Rise’s Robbyne Wiley to NYC City Council: ‘It’s so important to reduce fear’

Testimony Before the New York City Council Committee on General Welfare and Committee on Hospitals

Hello, I’m Robbyne Wiley, a Parent Leader at Rise. Rise supports parents to become advocates for change in child welfare. I am a parent who was affected by the child welfare system. From being on that side of the table, I can now support other parents, and train professionals working in the system to understand parents’ perspectives.

I’m here today to support changes to the law and policies that will reduce the fear and injustice that exists in my community because of the threat of ACS investigation and family separation.

I am familiar with the fear that can prevent a parent from seeking help. When the crack epidemic was going on, many children were being removed from the arms of their parents, especially in Harlem and the South Bronx. This made me very fearful to ask for the help I so desperately needed.

Two of my three children were removed from my care a year before I realized I was pregnant with my fourth child. I feared going to get prenatal care, constantly thinking that if I did my baby would be removed at birth. That fear prevented me from getting the medical care and treatment I should have gotten during my pregnancy.

Then, the day after my baby was born with positive toxicology, he was removed. I was tested without my knowledge or my consent and the response was to discharge me alone without my son, and without any help.

If I had just had an open and honest doctor to ask if there was something going on that I wanted to talk about, I might have felt comfortable and been able to get help. Someone could have offered me services, not just fear. Research now says it’s important to do everything possible to help parents keep the bond with a newborn child. That means programs where parents and children can go through the journey of rehab together, and policies that tell parents, “As long as you keep doing what is best for you and your child, you don’t have to be concerned about your child being removed.” That wasn’t the message I got. I felt trapped and alone.

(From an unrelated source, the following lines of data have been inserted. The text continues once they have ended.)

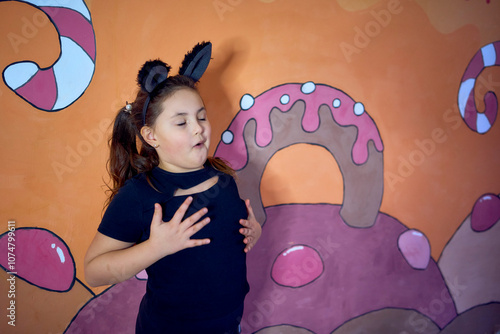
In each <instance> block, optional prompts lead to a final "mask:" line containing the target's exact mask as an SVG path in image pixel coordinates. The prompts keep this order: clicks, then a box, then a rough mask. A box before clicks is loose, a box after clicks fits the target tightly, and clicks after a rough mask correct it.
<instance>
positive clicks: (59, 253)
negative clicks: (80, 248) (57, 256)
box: [57, 247, 66, 263]
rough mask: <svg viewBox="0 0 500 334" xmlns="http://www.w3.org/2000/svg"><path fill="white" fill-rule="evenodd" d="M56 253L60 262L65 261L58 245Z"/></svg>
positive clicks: (65, 258) (64, 261) (63, 253)
mask: <svg viewBox="0 0 500 334" xmlns="http://www.w3.org/2000/svg"><path fill="white" fill-rule="evenodd" d="M57 255H59V260H61V263H64V262H66V258H65V257H64V253H63V251H62V249H61V248H60V247H57Z"/></svg>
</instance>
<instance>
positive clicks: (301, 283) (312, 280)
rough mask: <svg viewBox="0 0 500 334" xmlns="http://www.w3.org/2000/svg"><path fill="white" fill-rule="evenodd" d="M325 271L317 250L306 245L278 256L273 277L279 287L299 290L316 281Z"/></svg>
mask: <svg viewBox="0 0 500 334" xmlns="http://www.w3.org/2000/svg"><path fill="white" fill-rule="evenodd" d="M323 270H324V265H323V261H322V260H321V257H320V256H319V254H318V252H317V251H316V250H314V249H313V248H311V247H309V246H305V245H295V246H293V247H290V248H288V249H285V250H284V251H283V252H281V253H280V255H278V257H277V258H276V260H275V261H274V264H273V268H272V271H271V277H272V278H273V280H274V281H275V282H276V283H278V284H279V285H283V286H288V287H292V288H298V287H301V286H304V285H306V284H309V283H311V282H312V281H314V280H315V279H316V278H318V277H319V276H320V275H321V274H322V273H323Z"/></svg>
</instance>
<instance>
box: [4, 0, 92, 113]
mask: <svg viewBox="0 0 500 334" xmlns="http://www.w3.org/2000/svg"><path fill="white" fill-rule="evenodd" d="M19 2H25V3H28V4H31V5H33V6H34V7H36V8H38V9H40V10H41V11H43V12H44V13H45V14H46V15H47V16H48V18H49V19H50V21H51V22H52V23H53V24H54V26H55V28H56V30H57V32H58V34H59V42H60V45H61V53H60V55H59V58H58V59H57V60H56V62H55V63H54V64H53V65H52V66H50V67H48V68H40V67H39V66H38V64H36V63H34V62H32V61H21V62H17V63H13V64H10V65H9V66H7V67H6V68H5V70H4V71H3V79H4V81H5V84H6V85H7V86H8V87H9V88H10V89H12V90H13V91H14V92H15V93H16V94H17V95H19V96H20V97H21V98H23V99H24V100H25V101H27V102H28V103H30V104H31V105H33V106H34V107H36V108H38V109H41V110H45V111H59V110H61V109H64V108H66V107H68V106H69V105H71V104H72V103H73V102H75V101H76V100H77V99H78V98H80V96H82V94H83V93H84V92H85V90H86V89H87V87H88V86H89V84H90V81H91V80H92V77H93V75H94V70H95V60H96V44H95V33H94V28H93V26H92V20H91V17H90V12H89V10H88V8H87V6H86V5H85V2H84V1H83V0H74V1H64V2H62V3H61V1H58V0H23V1H19Z"/></svg>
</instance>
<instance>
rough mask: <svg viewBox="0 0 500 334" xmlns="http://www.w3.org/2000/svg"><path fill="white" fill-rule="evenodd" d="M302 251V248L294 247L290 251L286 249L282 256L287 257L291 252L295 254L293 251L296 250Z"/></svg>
mask: <svg viewBox="0 0 500 334" xmlns="http://www.w3.org/2000/svg"><path fill="white" fill-rule="evenodd" d="M302 249H304V246H294V247H292V248H290V249H288V250H287V251H286V252H284V253H283V256H287V255H288V254H290V253H292V252H295V251H298V250H302Z"/></svg>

Today, fewer children are removed from their parents than they were when my children were in the system, but more parents than ever before are being investigated. The fear that parents feel when getting that knock on the door cannot be overstated. Parents in my community today are still living with the fear that they will lose their children based on drug use. That causes parents who need help not to get it. Some parents don’t need help, because their use of marijuana is not a safety threat to their children. These parents still feel threatened and unsafe.

As one parent wrote for Rise, “When we are investigated, we don’t expect it to be fair. So when we hit a crisis, our fear keeps us hiding under a rock.”

To feel safe, parents need clear information about the law. ACS should report on how often hospitals are making reports against parents, and hospitals should have clear policies about when they drug test pregnant women and how they inform patients of their rights. Hospitals should not drug test patients without their knowledge and consent and should not report drug use as child neglect without evidence of harm. Hospital policies should include how they offer help, not just judgment. In order for parents to have a different perspective on how to deal with the issues in their lives they need assurance that help is available in their communities and hospitals without fear of having their children removed.

As we move forward to legalization of marijuana, parents need to understand how this may or may not affect them. ACS should make clear that children will not be removed because of parents’ marijuana use when there’s no harm.

It’s so important to reduce fear, and that can only happen if we stop unnecessary investigations and removals.